The internal seqdist
function is written in C++ and has numerous optimizations. For this reason, if you want to parallelize seqdist, you need to do it in C++. The loop is located in the source file "distancefunctions.cpp" and you need to look at the two loops located around line 300 in function "cstringdistance" (Sorry but all comments are in French). Unfortunately, the second important optimization is that the memory is shared between all computations. For this reason, I think that parallelization would be very complicated.
Apart from selecting a sample, you should consider the following optimizations:
- aggregation of identical sequences (see here: Problem with big data (?) during computation of sequence distances using TraMineR )
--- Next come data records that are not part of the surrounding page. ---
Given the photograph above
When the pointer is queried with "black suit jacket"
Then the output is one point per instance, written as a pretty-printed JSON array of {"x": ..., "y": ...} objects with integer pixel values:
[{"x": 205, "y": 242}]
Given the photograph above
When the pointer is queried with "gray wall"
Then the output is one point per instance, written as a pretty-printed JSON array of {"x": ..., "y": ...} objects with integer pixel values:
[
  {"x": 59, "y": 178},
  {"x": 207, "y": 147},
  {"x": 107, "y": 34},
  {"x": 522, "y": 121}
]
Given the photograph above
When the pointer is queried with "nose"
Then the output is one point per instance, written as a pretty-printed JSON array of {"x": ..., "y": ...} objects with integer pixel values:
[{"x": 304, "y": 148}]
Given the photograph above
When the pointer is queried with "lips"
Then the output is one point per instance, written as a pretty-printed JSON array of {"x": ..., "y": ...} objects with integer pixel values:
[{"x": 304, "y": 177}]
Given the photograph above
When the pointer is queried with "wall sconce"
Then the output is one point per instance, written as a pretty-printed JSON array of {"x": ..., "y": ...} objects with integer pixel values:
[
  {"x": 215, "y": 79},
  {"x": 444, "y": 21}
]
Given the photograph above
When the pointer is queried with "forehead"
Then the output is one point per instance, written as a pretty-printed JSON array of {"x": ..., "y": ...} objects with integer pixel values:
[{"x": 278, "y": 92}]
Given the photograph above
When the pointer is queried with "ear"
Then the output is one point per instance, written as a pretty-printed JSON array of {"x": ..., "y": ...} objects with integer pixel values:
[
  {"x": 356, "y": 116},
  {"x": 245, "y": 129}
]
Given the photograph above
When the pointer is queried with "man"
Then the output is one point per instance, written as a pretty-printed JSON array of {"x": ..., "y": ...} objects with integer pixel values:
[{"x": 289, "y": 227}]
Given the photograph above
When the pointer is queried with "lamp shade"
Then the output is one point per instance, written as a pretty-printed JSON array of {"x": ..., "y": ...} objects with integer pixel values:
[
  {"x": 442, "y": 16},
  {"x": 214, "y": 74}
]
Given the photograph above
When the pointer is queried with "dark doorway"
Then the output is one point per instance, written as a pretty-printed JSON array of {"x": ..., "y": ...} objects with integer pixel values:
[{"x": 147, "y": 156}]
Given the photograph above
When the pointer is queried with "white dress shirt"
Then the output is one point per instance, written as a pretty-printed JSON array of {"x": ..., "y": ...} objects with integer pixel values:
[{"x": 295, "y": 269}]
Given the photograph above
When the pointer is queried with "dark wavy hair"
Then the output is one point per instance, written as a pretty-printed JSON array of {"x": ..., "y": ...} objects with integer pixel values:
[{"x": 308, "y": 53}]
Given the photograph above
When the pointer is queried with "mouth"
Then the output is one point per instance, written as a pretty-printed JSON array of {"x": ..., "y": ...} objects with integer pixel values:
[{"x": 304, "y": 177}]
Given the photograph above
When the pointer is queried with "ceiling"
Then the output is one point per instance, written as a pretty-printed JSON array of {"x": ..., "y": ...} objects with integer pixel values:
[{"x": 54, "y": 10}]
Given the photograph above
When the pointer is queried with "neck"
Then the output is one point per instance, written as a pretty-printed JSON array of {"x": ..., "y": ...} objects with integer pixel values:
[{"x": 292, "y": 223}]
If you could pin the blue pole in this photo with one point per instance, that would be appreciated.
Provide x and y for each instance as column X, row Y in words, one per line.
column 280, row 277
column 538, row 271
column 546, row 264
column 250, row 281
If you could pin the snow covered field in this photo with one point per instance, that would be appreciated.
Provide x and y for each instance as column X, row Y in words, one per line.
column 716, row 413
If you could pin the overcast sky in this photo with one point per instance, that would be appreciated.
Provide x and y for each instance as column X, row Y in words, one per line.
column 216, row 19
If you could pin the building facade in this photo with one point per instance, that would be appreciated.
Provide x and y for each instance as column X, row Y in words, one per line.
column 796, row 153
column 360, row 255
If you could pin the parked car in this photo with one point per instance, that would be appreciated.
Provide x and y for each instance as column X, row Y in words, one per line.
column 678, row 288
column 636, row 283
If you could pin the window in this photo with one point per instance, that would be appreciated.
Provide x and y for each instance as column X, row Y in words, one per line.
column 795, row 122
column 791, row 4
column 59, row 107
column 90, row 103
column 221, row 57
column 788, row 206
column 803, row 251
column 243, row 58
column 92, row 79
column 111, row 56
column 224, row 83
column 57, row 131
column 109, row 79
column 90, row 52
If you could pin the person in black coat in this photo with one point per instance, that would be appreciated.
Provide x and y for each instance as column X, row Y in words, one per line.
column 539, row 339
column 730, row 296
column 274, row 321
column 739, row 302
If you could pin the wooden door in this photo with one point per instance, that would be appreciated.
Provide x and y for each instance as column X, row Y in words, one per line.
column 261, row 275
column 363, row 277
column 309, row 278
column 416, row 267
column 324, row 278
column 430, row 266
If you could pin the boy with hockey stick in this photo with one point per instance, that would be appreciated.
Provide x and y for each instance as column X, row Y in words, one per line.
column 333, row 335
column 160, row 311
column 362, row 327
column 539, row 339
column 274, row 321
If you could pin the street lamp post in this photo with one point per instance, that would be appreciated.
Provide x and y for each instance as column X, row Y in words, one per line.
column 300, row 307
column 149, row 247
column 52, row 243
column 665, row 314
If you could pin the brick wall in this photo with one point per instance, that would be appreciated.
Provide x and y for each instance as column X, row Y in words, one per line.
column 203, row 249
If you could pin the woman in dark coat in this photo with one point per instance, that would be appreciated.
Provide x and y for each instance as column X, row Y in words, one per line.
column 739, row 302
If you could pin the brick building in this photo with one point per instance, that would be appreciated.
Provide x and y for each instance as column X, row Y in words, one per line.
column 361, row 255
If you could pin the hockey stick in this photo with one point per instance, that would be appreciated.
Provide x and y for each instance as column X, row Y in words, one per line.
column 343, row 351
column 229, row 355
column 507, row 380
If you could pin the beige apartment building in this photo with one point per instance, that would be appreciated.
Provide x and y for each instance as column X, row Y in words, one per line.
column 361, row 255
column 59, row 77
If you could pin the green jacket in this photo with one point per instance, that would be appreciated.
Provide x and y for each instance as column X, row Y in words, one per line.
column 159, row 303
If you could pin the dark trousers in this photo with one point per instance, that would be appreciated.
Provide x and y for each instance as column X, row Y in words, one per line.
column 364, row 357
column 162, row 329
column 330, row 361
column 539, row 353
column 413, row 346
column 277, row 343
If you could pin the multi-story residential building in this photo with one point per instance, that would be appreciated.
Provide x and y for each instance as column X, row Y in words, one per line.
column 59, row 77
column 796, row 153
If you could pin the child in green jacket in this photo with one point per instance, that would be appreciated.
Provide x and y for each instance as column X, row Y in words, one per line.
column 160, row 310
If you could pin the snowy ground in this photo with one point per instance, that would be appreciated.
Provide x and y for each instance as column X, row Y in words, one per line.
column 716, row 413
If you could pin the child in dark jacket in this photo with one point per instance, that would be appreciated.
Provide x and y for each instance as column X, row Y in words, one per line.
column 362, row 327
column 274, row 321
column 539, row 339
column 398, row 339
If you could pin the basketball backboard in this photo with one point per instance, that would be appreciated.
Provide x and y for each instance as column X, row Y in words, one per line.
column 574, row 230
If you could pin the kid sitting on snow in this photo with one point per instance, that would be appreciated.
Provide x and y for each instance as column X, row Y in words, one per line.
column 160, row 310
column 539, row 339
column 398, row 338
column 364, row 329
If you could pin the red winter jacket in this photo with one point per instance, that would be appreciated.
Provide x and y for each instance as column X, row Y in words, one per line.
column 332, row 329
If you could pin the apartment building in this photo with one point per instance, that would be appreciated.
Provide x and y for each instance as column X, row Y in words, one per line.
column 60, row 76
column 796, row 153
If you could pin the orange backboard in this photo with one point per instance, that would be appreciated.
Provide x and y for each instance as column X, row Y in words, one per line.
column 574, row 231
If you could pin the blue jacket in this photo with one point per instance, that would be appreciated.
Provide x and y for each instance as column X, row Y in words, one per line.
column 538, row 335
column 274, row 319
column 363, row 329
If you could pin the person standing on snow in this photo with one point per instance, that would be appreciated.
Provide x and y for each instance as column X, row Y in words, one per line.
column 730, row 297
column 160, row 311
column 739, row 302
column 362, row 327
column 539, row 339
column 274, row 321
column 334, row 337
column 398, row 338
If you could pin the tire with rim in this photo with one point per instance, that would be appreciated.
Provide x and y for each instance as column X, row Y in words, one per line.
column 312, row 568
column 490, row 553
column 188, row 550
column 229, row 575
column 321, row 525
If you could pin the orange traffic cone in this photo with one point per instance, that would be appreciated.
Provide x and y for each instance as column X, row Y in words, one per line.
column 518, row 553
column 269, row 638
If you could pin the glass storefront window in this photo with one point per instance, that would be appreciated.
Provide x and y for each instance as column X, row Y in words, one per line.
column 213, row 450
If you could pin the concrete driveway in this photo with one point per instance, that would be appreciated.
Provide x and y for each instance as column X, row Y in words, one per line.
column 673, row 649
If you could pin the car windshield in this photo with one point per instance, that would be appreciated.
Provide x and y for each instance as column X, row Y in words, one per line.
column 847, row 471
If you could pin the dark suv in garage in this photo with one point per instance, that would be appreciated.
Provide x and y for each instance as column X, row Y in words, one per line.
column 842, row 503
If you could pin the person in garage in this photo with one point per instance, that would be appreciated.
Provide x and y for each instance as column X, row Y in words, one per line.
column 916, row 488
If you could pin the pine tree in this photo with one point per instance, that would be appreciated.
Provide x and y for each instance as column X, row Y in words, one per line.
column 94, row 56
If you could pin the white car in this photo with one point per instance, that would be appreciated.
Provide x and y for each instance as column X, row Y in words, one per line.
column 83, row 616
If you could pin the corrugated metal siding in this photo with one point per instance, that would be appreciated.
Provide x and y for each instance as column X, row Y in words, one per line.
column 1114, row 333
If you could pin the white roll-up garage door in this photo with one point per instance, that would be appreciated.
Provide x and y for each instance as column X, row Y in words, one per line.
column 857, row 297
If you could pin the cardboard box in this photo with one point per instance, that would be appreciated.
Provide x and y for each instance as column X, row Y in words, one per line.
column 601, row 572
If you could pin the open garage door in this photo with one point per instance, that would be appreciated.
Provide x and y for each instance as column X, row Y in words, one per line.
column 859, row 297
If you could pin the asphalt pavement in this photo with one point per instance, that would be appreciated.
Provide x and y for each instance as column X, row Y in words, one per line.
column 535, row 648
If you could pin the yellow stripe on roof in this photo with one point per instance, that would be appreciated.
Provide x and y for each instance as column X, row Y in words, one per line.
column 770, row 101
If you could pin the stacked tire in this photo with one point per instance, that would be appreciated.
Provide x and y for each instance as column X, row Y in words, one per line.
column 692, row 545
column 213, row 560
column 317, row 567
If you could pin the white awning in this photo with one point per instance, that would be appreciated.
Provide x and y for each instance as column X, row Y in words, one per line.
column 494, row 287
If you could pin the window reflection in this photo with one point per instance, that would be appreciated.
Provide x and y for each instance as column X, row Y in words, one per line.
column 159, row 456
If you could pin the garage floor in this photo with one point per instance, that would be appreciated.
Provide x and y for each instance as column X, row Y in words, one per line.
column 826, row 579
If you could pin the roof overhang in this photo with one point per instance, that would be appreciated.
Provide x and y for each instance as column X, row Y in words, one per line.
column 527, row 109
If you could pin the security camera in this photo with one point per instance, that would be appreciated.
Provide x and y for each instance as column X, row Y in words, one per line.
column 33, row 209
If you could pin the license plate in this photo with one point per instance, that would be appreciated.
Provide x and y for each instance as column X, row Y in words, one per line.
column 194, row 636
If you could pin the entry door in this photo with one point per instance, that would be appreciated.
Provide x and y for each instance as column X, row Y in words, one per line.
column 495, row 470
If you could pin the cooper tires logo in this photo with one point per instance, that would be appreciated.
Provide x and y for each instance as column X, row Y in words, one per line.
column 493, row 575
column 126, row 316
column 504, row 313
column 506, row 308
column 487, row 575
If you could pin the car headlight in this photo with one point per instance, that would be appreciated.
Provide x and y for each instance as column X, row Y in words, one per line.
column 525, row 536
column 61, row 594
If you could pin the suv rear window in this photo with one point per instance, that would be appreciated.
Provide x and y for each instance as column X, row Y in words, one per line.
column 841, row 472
- If relevant, you can try to reduce the time granularity. Distance computation time is highly dependent on sequence length (O^2). See https://stats.stackexchange.com/questions/43601/modifying-the-time-granularity-of-a-state-sequence
- Reducing time granularity may also increase the number of identical sequences, and hence, the impact of optimization one.
- There is a hidden option in
seqdist
to use an optimized version of the optimal matching algorithm. It is still in testing phase (that's why it is hidden), but it should replace the actual algorithm in a future version. To use it, setmethod="OMopt"
, instead ofmethod="OM"
. Depending on your sequences, it may reduce computation time.